Kodam Cenderawasih Kenalkan Kopi Wamena Di Gebyar Karya Pertiwi Ke-2

0
306
Kodam Cenderawasih Kenalkan Kopi Wamena Di Gebyar Karya Pertiwi Ke-2. (Pendam XVII/Cenderawasih)
Kodam Cenderawasih Kenalkan Kopi Wamena Di Gebyar Karya Pertiwi Ke-2. (Pendam XVII/Cenderawasih)

 

JAYAPURA (LISTAS PAPUA) – Memasuki hari kedua acara Gebyar Karya Pertiwi Ke-2 Tahun 2019, sejumlah pengunjung nampak terus ramai dan memenuhi Gedung Balai Sudirman yang menampilkan serta menyediakan beberapa tarian-tarian, aneka pernak pernik dan aksesoris serta banyak juga yang menyajikan makanan dari berbagai khas daerah di seluruh Indonesia, Kamis (14/11/2019).

Dalam kegiatan tersebut Stand Kodam XVII/Cenderawasih kali ini menyajikan kopi yang terkenal dengan aroma khasnya yaitu Kopi Wamena.

Kopi Wamena yang terkenal dengan rasa pahitnya dengan dipadukan sedikit rasa asam yang khas membuat stand Kodam XVII/Cenderawasih ramai dikunjungi oleh para tamu undangan lokal maupun nasional.

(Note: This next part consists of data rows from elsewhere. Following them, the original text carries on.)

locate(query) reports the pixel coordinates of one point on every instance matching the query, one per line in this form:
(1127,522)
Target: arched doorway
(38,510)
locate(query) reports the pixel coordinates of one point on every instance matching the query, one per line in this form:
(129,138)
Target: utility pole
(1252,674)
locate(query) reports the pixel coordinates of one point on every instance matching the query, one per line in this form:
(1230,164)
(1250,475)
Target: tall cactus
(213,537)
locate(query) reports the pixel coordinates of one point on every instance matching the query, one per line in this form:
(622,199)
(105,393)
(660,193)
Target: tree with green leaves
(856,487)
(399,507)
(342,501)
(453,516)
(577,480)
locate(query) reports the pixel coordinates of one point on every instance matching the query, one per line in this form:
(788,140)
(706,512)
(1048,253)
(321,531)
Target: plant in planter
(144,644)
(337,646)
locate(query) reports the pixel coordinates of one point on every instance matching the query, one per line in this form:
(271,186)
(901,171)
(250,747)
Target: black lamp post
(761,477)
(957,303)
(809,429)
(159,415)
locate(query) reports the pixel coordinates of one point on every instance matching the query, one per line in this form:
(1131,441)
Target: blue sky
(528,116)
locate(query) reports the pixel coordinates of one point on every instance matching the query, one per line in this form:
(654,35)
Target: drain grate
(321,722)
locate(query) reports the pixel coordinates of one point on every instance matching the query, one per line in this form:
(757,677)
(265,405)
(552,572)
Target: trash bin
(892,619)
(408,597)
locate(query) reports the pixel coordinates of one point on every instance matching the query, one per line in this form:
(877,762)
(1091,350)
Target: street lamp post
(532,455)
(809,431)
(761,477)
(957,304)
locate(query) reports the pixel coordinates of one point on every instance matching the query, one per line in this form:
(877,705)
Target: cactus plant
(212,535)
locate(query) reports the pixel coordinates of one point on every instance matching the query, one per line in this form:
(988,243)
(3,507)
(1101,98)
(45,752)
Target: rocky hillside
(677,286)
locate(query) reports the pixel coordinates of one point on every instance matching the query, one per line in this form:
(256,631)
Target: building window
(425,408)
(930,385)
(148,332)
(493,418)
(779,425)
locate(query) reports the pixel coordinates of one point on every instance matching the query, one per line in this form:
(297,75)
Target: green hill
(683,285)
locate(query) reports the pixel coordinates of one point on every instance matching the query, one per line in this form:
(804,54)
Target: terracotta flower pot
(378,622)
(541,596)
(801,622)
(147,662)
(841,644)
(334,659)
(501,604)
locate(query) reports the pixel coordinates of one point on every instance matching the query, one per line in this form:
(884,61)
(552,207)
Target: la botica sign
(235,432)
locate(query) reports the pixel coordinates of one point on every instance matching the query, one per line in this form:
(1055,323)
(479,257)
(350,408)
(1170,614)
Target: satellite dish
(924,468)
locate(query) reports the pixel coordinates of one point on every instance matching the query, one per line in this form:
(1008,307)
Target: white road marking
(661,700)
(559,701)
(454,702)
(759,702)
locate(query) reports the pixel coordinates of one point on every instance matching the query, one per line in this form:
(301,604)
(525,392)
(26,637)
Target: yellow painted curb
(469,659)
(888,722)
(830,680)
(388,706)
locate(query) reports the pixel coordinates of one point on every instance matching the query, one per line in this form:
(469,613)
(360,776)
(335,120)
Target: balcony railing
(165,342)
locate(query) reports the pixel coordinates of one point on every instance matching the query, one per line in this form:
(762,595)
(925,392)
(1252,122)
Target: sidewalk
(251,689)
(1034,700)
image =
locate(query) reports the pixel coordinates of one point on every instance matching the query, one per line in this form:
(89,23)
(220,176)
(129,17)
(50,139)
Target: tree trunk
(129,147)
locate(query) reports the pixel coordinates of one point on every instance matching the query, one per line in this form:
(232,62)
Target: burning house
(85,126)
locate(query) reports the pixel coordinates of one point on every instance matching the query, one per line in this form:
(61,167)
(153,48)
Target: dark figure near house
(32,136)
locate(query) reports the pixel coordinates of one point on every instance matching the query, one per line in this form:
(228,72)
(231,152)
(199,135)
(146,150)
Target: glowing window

Menurut salah satu pengunjung Gebyar Karya Pertiwi 2019, Agus asal Jawa Barat mencoba menyicipi Kopi Wamena, usai merakan, ia menyebutkan “Rasa kopinya beda dari kopi pada umumnya yah, perpaduan rasa pahit dan sedikit asamnya itu membuat rasa yang komplit ditambah dengan aromanya yang menambah selera,” kata Agus.

Sementara itu, Ibu Pangdam XVII Cenderawasih, Ny. Mudi Herman Asaribab yang saat itu berada di Stand yang sama menjelaskan kepada para pengunjung bahwa Kopi Wamena memang sedikit berbeda dari kopi-kopi lainnya.

“Pahit dengan perpaduan asamnya itu yang membedakan Kopi Wamena dengan kopi lainnya,” kata Ny. Pangdam XVII Cenderawasih.

Sopian seorang barista muda asal Jakarta yang mahir meracik macam aneka kopi pun mengungkapkan kekagumannya atas kopi yang berasal dari pegunungan tengah Papua tersebut. Dimana baru pertama kali ia meracik biji Kopi Wamena yang setelah di grinder mengeluarkan aroma harum.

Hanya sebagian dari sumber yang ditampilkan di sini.